# Swift Suntor 600s refurb



## Pipe (Jun 13, 2017)

Hi every one, this is my first time on a forum, I hope some out there can help me?
I have a 2002 Swift Suntor which is excellent condition inside, but the outside needs tidying up!. Can anyone advise me what the colour code is for the Grey bumper at the front of the cab? What the colour code is for the White bodywork of the habitation cabin?.
And last question!!! There is a plastic/rubber strip between the rear plastic valance with the light cluster in them, between the bodywork and the valance anybody know what this strip is called or where to obtain it from?.
Unfortunately I have contacted Swift themselves! And guess what! They have no information on these older motorhomes!!! Surprise!! Surprise!!
Please!! Can anybody help??

Cheers! Mick.


----------



## cabby (May 14, 2005)

It might be advisable to post on the Swift owners club site as well.Hope you get some help.Maybe you could do your own colour scheme.


----------



## talogon (Aug 12, 2009)

Hi and welcome, as a previous Swift owner I can say Cabby is right the Swift owners forum is probably your best bet.

https://www.swift-talk.co.uk

Everyone on here will be very helpful also.
Brian


----------



## Pipe (Jun 13, 2017)

Pipe said:


> Hi every one, this is my first time on a forum, I hope some out there can help me?
> I have a 2002 Swift Suntor which is excellent condition inside, but the outside needs tidying up!. Can anyone advise me what the colour code is for the Grey bumper at the front of the cab?

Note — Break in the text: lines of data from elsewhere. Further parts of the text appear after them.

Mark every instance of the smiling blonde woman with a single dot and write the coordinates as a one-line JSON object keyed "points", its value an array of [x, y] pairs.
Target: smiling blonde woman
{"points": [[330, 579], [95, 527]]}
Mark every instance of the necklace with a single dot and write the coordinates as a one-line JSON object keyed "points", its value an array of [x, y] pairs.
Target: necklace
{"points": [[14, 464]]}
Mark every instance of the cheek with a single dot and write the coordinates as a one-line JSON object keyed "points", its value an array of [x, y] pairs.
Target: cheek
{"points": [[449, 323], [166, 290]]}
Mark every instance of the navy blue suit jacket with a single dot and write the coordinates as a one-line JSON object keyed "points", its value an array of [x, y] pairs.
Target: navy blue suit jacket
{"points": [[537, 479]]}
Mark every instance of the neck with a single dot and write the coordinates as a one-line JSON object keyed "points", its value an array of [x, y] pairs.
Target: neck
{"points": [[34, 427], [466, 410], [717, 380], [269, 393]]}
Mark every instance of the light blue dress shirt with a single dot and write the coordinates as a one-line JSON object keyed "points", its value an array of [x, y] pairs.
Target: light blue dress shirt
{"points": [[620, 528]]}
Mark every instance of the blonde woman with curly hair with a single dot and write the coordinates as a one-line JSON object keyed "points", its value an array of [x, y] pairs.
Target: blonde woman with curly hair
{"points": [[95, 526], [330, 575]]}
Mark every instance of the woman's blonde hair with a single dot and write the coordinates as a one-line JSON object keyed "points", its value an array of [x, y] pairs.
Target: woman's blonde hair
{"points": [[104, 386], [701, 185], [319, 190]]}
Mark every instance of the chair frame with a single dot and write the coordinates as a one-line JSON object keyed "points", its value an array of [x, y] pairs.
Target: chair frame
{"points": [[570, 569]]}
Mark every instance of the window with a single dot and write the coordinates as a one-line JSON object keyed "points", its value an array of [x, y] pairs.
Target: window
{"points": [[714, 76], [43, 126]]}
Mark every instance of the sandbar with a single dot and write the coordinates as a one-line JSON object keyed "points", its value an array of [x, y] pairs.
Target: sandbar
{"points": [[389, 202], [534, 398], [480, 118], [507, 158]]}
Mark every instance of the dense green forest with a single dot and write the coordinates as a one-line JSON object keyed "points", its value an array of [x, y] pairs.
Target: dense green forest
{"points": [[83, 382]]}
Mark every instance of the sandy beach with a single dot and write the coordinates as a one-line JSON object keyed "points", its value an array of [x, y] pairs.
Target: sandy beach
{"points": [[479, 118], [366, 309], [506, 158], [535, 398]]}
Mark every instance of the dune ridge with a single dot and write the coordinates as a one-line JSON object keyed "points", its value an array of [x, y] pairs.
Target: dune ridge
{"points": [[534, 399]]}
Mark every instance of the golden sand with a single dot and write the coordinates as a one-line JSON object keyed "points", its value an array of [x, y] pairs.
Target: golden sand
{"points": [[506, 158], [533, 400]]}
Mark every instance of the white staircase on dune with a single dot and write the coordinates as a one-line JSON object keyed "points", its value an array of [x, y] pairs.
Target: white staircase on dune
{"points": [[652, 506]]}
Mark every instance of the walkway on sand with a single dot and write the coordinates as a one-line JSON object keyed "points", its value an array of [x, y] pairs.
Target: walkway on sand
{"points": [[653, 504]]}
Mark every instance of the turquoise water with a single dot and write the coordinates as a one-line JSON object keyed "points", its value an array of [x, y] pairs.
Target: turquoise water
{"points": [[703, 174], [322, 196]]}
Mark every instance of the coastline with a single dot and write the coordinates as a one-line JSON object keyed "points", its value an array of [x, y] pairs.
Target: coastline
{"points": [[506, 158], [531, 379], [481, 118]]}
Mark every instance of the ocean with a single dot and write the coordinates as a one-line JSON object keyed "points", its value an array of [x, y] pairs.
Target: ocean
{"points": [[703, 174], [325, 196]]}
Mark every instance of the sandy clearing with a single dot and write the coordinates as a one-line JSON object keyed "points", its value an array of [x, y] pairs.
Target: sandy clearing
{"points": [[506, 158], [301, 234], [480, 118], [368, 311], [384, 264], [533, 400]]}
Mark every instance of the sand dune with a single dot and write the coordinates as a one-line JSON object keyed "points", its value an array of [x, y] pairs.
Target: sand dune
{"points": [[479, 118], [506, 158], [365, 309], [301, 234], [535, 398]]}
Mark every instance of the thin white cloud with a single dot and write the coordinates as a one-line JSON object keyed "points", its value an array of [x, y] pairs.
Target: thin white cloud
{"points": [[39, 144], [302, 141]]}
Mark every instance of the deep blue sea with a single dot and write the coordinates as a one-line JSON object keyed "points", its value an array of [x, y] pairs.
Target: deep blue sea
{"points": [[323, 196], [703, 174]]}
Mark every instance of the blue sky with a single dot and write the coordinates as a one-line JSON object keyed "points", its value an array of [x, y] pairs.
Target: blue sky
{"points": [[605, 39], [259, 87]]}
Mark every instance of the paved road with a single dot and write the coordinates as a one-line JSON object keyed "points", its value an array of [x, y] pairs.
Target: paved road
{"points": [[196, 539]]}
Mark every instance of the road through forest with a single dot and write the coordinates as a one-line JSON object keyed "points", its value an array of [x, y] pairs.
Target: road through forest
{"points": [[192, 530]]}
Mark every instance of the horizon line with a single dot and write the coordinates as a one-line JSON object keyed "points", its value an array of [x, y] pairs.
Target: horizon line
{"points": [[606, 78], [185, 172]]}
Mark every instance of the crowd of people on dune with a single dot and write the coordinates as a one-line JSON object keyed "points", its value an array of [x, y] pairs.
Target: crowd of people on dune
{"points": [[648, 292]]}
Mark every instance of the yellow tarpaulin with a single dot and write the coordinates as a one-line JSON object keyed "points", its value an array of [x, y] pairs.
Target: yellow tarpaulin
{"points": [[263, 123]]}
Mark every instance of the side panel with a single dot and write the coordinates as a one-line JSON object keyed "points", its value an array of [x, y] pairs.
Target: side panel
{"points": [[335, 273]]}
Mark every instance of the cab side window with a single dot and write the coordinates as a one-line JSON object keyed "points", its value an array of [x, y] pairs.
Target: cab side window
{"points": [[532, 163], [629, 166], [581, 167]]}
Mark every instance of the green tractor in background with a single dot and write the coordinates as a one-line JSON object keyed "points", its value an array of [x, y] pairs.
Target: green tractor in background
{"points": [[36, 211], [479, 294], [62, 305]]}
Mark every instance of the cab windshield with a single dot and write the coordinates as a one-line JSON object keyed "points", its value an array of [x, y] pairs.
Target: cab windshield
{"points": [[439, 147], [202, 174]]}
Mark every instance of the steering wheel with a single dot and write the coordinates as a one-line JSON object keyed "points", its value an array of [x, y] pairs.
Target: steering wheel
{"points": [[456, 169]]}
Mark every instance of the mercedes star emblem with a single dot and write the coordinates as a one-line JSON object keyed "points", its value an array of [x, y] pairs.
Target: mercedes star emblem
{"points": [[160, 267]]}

What the colour code is for the White bodywork of the habitation cabin?.
> And last question!!! There is a plastic/rubber strip between the rear plastic valance with the light cluster in them, between the bodywork and the valance anybody know what this strip is called or where to obtain it from?.
> Unfortunately I have contacted Swift themselves! And guess what! They have no information on these older motorhomes!!! Surprise!! Surprise!!
> ...


Thanks for your advice, I think I might have to go with my own colour scheme, but I will try posting on the swift forum.
Cheer!👍😊


----------